Os abusos, conforme a PF, ocorriam na casa da avó da menina, sem o conhecimento de mais ninguém. "Os abusos só pararam porque ele ficou com medo que a filha contasse para as amigas".


Até as 15h30, de acordo com a PF, 30 pessoas tinham sido presas, sendo 27 em flagrante e três prisões preventivas. Professores, médicos, estudantes e um porteiro estão entre os presos.


Ainda conforme o delegado Setti, as investigações começaram com a prisão de um estudante de medicina em 2010. "Ele citou um site russo que era utilizado como uma espécie de `ponto de encontro` de pedófilos do mundo todo", disse.


Depois disso, foi deflagrada a primeira fase da operação, em 2013, e agora a segunda etapa. "Antes dessa última fase, nós identificamos algumas questões urgentes de casos de abuso em que as devidas providências foram tomadas", detalhou o delegado.


Os investigados produziam e armazenavam fotos e vídeos de crianças, adolescentes e até mesmo de bebês com poucos meses de vida – muitos deles sendo abusados sexualmente por adultos – e as enviavam para contatos no Brasil e no exterior.


A PF disse ainda que as investigações resultaram na identificação de centenas de usuários, brasileiros e estrangeiros, que compartilhavam pornografia infantil na internet, bem como de diversos abusadores sexuais e produtores de pornografia infantil.
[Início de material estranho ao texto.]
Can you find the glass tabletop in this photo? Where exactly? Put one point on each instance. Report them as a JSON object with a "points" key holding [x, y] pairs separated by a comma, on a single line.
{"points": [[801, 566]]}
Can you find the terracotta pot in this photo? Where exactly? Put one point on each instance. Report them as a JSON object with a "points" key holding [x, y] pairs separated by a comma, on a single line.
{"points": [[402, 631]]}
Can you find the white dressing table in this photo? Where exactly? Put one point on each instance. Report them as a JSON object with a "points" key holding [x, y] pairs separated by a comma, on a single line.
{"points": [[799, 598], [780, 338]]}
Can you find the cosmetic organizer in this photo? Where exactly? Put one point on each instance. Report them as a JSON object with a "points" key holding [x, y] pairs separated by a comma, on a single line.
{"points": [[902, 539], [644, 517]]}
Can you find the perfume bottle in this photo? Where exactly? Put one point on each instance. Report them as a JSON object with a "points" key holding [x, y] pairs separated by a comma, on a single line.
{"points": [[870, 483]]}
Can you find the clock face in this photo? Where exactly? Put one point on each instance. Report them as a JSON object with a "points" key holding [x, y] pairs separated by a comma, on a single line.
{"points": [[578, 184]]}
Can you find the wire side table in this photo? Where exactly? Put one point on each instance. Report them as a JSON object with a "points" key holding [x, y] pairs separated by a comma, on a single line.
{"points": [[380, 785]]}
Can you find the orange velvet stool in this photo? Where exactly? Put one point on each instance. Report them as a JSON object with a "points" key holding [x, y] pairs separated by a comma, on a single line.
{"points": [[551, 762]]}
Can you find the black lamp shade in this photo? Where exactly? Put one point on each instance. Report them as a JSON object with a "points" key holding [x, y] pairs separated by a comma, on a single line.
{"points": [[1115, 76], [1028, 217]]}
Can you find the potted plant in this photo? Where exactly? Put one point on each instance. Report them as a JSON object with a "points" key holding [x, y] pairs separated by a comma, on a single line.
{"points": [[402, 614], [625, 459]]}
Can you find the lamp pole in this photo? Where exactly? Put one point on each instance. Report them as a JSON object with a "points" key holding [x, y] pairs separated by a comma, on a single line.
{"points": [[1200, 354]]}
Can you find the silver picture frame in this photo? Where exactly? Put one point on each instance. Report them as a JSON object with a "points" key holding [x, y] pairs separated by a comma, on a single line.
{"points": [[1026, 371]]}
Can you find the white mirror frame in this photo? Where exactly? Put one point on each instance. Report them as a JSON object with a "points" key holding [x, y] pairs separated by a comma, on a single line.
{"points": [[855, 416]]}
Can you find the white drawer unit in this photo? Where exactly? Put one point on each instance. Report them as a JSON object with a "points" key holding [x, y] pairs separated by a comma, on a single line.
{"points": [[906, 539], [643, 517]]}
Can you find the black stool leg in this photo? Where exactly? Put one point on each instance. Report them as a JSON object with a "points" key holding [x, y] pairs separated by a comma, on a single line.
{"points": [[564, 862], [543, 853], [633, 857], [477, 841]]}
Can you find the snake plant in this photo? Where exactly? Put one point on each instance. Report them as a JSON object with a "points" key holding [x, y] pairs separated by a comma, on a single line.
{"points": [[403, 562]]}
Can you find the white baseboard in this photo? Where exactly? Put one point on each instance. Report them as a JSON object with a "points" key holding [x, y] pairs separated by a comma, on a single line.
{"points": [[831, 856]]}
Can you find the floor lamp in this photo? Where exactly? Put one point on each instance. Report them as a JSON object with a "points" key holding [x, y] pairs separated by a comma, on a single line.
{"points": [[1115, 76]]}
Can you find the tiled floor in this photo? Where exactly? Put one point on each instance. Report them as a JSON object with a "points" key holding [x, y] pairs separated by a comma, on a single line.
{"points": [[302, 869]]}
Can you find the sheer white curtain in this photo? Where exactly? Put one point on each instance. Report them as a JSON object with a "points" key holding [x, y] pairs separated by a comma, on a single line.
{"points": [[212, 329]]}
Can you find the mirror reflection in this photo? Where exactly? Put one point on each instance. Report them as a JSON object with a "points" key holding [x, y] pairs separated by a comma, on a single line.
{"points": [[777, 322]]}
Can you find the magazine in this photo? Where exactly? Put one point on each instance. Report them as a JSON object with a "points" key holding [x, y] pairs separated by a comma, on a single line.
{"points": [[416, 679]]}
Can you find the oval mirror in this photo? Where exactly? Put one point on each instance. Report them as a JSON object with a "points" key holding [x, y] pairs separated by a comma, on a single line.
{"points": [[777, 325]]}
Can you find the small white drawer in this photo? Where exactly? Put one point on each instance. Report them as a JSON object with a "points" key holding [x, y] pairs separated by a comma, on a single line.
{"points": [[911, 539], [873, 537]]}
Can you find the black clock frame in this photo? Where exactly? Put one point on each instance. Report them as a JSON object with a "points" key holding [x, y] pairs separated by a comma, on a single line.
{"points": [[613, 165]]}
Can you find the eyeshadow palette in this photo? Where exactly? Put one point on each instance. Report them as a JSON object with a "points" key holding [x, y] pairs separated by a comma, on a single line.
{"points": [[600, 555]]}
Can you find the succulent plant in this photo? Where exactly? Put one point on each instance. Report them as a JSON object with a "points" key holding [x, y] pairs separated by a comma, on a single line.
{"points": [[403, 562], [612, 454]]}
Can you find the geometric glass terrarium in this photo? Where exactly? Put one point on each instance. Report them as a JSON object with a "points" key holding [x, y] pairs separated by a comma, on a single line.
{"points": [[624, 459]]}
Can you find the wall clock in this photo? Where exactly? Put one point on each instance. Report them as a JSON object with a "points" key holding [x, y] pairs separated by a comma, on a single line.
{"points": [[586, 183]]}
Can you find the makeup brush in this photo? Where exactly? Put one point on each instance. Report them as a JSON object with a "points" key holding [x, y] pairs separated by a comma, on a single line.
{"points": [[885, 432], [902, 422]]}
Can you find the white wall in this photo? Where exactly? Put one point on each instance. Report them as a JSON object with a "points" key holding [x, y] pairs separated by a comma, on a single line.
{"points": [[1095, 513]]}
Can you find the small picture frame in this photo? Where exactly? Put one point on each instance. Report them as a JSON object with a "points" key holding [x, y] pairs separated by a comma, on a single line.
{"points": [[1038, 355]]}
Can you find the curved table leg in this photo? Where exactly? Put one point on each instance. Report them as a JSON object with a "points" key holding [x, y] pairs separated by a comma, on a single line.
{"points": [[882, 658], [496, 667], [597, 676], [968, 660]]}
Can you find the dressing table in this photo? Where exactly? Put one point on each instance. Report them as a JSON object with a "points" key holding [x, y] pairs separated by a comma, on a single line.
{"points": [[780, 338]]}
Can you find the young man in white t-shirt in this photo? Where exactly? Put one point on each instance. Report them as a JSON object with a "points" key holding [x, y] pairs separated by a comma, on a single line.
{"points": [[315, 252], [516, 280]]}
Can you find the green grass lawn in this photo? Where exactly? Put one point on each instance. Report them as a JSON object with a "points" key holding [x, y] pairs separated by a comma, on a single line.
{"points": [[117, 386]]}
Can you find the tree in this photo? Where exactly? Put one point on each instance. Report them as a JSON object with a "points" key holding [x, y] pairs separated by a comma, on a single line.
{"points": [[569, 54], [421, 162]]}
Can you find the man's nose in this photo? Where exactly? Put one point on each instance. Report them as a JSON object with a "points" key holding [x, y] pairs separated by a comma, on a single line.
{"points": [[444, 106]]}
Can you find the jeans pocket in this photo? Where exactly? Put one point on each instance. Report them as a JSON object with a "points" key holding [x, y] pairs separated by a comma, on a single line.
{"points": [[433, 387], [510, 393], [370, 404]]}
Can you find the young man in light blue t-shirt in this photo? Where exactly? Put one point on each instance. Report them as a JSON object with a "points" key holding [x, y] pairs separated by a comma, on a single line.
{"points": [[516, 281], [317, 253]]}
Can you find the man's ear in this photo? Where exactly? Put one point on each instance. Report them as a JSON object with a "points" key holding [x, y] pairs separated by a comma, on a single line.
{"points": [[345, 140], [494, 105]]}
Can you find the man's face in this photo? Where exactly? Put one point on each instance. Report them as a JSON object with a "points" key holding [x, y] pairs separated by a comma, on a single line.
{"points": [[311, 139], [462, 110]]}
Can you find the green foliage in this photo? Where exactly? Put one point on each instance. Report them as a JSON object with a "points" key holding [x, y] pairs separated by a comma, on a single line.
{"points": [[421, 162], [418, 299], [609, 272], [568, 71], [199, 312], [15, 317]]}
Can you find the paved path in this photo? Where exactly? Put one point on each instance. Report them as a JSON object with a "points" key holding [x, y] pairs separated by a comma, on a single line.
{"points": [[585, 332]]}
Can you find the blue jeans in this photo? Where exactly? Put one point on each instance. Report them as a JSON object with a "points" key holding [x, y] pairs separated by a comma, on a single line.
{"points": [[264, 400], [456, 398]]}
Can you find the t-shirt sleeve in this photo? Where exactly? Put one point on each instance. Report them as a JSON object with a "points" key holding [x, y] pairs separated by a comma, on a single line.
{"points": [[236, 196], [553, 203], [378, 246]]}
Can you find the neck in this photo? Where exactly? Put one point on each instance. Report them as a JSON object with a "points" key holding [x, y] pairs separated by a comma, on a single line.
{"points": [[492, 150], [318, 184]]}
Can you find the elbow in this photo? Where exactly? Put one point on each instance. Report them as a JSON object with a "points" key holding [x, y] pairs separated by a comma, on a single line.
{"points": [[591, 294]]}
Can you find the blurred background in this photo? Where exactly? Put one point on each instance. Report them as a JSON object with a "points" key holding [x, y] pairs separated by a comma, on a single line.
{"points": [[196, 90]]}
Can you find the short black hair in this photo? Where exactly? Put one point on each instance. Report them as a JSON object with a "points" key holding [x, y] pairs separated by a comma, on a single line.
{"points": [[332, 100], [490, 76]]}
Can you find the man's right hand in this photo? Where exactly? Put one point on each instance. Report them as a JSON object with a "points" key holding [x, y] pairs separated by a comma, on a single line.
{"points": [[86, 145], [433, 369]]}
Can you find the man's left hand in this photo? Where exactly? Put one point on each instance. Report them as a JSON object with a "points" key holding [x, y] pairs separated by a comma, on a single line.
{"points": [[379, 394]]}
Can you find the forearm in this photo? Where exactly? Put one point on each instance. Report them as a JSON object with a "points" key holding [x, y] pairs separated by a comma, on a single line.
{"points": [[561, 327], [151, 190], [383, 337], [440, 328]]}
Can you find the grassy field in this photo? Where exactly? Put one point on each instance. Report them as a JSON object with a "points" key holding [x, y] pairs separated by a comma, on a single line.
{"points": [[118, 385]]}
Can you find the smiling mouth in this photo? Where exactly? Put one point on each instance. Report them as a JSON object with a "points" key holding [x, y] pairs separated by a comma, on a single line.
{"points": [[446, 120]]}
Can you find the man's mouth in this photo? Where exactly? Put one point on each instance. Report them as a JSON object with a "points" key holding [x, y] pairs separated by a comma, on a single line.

Foram identificadas diversas crianças vítimas de abuso."Também foram identificados criminosos de várias partes do mundo, como americanos e russos, por exemplo. Essas informações foram remetidas para os devidos países para investigação", acrescentou Setti.


O delegado disse que não há como definir um perfil dos criminosos – entre os presos estão pessoas com idades de 18 a 80 anos. Alguns delas já tinham passagem pela polícia por fatos relacionados à pedofilia.


Os crimes investigados nesta operação são compartilhamento de pornografia infantil, posse de pornografia infantil, abuso de vulnerável e produção de pornografia infantil.


Considerando as duas fases da operação, esta é uma das maiores operações já realizadas pela Polícia Federal de combate à pedofilia. Na primeira etapa, 30 pessoas foram presas.


Mandados judiciais


Foram expedidos três mandados de prisão preventiva, 71 de busca e apreensão e dois de condução coercitiva, que é quando a pessoa é levada para prestar depoimento. As ordens judiciais estão sendo cumpridas em 51 cidades de 14 estados brasileiros.


Em Maringá (PR), foram cumpridos três mandados de busca e apreensão, que resultaram em três prisões em flagrante. Um dos alvos foi pego em flagrante com o computador ligado compartilhando pornografia na internet.


Em Curitiba, um mandado de busca também resultou em flagrante.


Nome da operação


O nome da operação, Glasnost, é uma referência ao termo russo que significa transparência. "A palavra foi escolhida porque a maior parte dos investigados utilizava servidores russos para a divulgação de imagens de menores na internet e para realizar contatos com outros pedófilos ao redor do mundo", explicou a PF. Ao todo, 350 policiais participam da ação.